Phylogenetic analyses using whole genomic sequences of the novel virus and the representative viruses in five different families in the order Tymovirales indicated that the novel virus was more closely phylogenetically related to the members in the family Betaflexiviridae (Fig. 3 a). The phylogenetic trees constructed using the whole genome sequences, and the RdRp or CP sequences of the novel virus and the representative viruses in the family Betaflexiviridae showed that this novel virus should be placed in the subfamily Quinvirinae, but is distinct from the members in other existing genera (Fig. 3 b, c, d). Alinement analyses showed that the viral genome and protein sequence similarities between the novel virus and the other members in the subfamily Quinvirinae ranged from 41.8% to 45.6%, and 14.7% to 60.9%, respectively (Table 1). For RdRp and CP, the aa sequence identities between the novel virus and the other members ranged from 22.9% to 37%. Though BVX showed 60.9% aa sequence identities with the novel virus RdRp, but BVX RdRp sequence was remarkable shorten with only 301 aa in length, compared with the novel virus with 2070 aa in length. While, the novel virus CP showed only 33.5% aa sequence identities with BVX CP (Table 1). These genome, RdRp, CP sequence differences not only exceed the cut-off values for species discrimination (i.e., 72% for the nt and 80% for the aa sequence), but also the cut-off values for genus discrimination (i.e., 45% for the nt and aa sequences) [1]. Consequently, we consider that the novel virus as a new species in the subfamily Quinvirinae. Because the differences in virus genome size, genome structure, and phylogenetic relationship with other members in the family Betaflexiviridae, we were unable to place this novel virus in any existing genus in the family Betaflexiviridae. Therefore, we tentatively named this novel virus as wheat yellow stunt-associated virus (WYSaBV) and proposed to place it in a new genus in the family Betaflexiviridae.
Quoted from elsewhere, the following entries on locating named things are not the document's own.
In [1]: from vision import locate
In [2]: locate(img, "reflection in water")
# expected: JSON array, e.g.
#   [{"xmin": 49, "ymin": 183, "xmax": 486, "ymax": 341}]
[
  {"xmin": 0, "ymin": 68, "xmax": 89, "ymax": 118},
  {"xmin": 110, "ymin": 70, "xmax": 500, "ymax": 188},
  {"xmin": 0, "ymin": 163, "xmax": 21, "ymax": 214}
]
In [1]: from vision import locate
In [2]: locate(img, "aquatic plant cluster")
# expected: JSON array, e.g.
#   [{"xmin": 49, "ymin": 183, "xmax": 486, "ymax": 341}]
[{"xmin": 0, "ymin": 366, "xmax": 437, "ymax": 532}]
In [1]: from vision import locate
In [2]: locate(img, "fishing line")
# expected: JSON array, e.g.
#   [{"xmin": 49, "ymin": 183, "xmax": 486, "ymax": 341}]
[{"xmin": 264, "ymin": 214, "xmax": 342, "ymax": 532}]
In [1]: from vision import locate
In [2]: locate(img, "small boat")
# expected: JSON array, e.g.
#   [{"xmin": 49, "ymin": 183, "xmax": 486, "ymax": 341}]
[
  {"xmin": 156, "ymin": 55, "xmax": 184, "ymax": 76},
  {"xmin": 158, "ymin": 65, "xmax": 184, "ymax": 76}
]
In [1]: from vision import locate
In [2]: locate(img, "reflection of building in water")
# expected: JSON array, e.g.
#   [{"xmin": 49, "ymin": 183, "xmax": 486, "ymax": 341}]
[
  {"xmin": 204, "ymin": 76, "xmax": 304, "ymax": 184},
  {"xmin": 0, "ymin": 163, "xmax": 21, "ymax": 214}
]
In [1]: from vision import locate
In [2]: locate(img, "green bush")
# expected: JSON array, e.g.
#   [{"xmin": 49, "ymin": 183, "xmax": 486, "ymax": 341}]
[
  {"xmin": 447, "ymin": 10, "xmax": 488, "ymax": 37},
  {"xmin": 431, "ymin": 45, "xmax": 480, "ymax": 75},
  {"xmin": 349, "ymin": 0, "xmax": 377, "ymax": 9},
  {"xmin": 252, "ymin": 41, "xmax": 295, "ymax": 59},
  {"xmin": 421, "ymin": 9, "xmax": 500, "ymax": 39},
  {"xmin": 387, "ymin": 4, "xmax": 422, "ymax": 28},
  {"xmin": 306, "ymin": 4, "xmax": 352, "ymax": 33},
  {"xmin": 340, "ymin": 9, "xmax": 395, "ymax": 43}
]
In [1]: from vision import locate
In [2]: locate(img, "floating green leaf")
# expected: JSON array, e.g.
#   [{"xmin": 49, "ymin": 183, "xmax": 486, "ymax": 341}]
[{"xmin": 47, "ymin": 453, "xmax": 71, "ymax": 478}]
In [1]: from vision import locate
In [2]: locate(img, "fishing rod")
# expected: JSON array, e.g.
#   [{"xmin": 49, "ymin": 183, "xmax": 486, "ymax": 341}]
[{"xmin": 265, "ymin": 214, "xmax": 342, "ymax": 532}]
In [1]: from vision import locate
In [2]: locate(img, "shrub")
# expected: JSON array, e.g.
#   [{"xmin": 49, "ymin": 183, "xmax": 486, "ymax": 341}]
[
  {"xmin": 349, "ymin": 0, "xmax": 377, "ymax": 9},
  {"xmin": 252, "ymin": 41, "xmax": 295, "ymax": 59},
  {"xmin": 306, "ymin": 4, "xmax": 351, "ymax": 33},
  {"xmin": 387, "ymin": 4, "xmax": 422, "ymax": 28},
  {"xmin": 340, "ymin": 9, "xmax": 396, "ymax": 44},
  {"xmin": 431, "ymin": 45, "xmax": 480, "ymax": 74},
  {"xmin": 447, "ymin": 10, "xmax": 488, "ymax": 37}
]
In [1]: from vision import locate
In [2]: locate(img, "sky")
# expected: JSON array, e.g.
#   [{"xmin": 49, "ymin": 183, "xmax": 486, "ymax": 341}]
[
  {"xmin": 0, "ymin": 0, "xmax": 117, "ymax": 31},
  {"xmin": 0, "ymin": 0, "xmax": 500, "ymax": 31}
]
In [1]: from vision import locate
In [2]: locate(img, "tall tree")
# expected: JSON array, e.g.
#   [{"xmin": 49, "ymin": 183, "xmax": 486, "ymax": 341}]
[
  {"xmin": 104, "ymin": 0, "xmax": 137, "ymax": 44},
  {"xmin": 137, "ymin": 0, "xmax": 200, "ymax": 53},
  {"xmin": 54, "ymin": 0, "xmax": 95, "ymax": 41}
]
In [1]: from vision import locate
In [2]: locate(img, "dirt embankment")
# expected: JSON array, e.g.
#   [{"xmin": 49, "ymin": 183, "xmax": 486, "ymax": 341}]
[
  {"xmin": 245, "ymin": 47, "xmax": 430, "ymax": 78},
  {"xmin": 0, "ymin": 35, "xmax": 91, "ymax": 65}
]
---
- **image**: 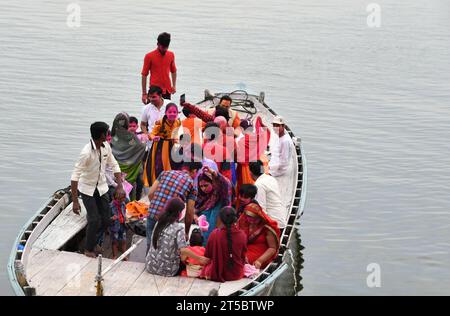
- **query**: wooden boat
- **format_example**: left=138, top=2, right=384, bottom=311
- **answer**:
left=8, top=90, right=307, bottom=296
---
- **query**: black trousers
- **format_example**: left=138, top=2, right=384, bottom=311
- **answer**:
left=81, top=189, right=111, bottom=252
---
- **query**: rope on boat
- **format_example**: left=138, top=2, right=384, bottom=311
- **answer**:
left=286, top=248, right=297, bottom=292
left=198, top=90, right=258, bottom=120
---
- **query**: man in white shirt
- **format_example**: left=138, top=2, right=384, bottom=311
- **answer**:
left=269, top=116, right=292, bottom=177
left=71, top=122, right=125, bottom=258
left=249, top=160, right=287, bottom=229
left=141, top=86, right=170, bottom=149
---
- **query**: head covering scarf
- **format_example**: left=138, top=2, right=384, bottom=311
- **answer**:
left=195, top=167, right=232, bottom=211
left=111, top=112, right=146, bottom=182
left=238, top=200, right=281, bottom=247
Some questions need to be further investigated in future, including (i) Where is WYSaBV originated? (ii) What types of damages can single infection of WYSaBV on wheat cause in wheat plant? (iii) How is WYSaBV transmitted in the field? (iv) Considering that WYSaBV and WYMV mix-infection on wheat, and WYMV is transmitted by a soilborne fungus-like organism Polymyxa graminis [9]. Can P. graminis also transmit WYSaBV in the field? Nonetheless, identification of WYSaBV on wheat plants in this study indicates the need of caution in order to develop an effective management strategy for virus disease control in wheat fields in China.